REQUIREMENT: You will need to be able to print out POSTSCRIPT (.ps) files,
and PDF files. Please install (free) postscript-printing software ASAP.
We will cover all of chapters 1-11, plus an in-depth introduction to
fields, to finite fields, and a sampling of Ring theory. well as some
additional topics on games that I have prepared. Along the way, we'll
introduce complex numbers, and the notion of a field being "algebraically
closed".
Teaching Page: http://www.math.ufl.edu/~squash/teaching.html
Course Page: http://www.math.ufl.edu/~squash/course.linalg.html
There will be three exams, Z, Y and X. Exam Z will have a take-home part
(Z-home) and an in-class part (Z-class). For the take-home you will work
in TEAMS of (usually) 3 students. The take-home must be carefully typed
and proofread. You will have about 1 week for the take-home part.
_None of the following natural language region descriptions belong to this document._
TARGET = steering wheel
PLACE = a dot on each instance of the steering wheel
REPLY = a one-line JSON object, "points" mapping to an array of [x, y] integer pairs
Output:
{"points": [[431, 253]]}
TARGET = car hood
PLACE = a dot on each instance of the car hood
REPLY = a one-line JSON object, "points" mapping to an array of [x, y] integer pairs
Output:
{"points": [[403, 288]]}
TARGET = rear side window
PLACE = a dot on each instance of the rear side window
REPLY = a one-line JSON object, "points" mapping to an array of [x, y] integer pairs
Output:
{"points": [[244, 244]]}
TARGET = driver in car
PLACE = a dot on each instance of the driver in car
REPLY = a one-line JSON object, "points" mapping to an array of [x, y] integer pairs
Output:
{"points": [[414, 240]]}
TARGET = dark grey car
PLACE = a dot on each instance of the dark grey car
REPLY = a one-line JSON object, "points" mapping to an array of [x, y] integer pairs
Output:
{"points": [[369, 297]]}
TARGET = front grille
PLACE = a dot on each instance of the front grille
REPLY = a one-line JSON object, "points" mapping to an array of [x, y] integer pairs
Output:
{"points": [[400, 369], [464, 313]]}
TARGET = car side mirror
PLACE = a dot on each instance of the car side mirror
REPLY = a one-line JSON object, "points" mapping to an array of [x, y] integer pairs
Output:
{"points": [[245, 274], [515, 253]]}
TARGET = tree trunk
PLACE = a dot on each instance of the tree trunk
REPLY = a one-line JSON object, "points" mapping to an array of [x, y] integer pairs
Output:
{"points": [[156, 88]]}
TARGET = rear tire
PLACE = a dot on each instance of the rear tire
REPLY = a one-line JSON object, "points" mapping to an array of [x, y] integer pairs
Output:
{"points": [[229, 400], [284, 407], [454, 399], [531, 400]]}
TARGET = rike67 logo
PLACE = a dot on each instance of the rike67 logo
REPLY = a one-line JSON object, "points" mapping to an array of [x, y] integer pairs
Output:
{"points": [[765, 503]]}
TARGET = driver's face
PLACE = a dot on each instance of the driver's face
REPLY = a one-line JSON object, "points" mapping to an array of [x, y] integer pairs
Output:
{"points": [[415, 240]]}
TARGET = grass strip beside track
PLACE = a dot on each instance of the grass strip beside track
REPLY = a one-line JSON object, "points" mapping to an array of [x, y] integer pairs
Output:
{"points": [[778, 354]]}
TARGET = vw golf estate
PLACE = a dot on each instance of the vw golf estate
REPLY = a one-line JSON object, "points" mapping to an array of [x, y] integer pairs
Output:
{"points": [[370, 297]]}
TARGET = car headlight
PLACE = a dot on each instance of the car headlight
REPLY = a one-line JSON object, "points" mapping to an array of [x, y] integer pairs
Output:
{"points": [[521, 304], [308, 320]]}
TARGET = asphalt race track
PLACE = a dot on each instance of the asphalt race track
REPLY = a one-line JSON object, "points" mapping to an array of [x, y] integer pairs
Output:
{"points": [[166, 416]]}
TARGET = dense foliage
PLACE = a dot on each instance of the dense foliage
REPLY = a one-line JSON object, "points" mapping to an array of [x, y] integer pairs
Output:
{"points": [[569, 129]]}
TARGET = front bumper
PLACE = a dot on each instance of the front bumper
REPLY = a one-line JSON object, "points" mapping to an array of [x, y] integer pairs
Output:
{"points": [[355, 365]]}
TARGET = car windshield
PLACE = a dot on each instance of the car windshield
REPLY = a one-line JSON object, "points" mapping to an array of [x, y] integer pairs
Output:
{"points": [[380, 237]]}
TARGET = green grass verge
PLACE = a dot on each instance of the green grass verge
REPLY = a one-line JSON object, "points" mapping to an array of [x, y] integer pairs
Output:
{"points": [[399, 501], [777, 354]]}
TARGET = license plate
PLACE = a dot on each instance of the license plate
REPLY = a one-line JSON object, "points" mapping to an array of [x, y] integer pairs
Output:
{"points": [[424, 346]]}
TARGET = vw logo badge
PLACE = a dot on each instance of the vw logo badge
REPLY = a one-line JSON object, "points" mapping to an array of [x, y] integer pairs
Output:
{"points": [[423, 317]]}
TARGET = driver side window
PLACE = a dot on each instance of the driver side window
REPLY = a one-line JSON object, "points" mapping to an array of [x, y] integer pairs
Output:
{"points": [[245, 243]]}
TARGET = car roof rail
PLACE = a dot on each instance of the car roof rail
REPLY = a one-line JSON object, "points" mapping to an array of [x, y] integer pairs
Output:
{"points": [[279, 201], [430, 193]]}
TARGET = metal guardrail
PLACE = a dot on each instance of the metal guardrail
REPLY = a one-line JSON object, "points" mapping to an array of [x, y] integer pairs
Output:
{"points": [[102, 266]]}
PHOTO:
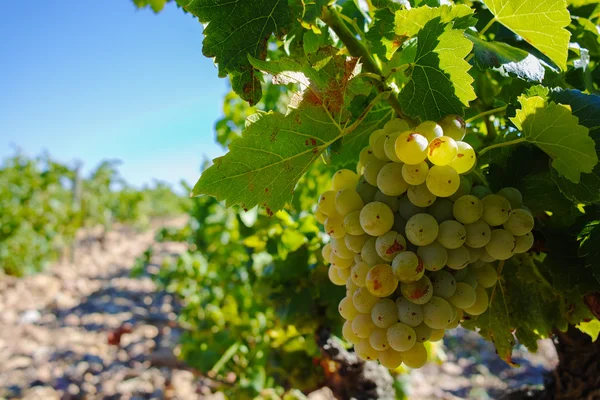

Each student needs to be in Gainesville during all the week of the exam,
as you are responsible to your teammates.
Take-home exams are open notes/library and you may use calculators
or computers.
Each student takes the in-class part individually; his score on Z is that
of Z-home plus Z-class. Exams Y and X run similarly, but X (the last
exam) will have no in-class component. X-home will be due around the last
week of class.
There will be NO final exam. The in-class exams are open-brain, closed
book/notes/calculators. Dates of exams are to be determined.
There will also be a small number of "miniscores"; quizzes, graded-hw,
in-class presentations...
HOMEWORK: For Friday, 26Aug2005: Please read all of Chapter 0.
Please hand in: P.23: 1-4, 5(Florida DL), 14.
For Monday, 29Aug: Read chapter 1 through P.53.
Please hand in: P.23: 18,19. P.53: 1,2,3,5.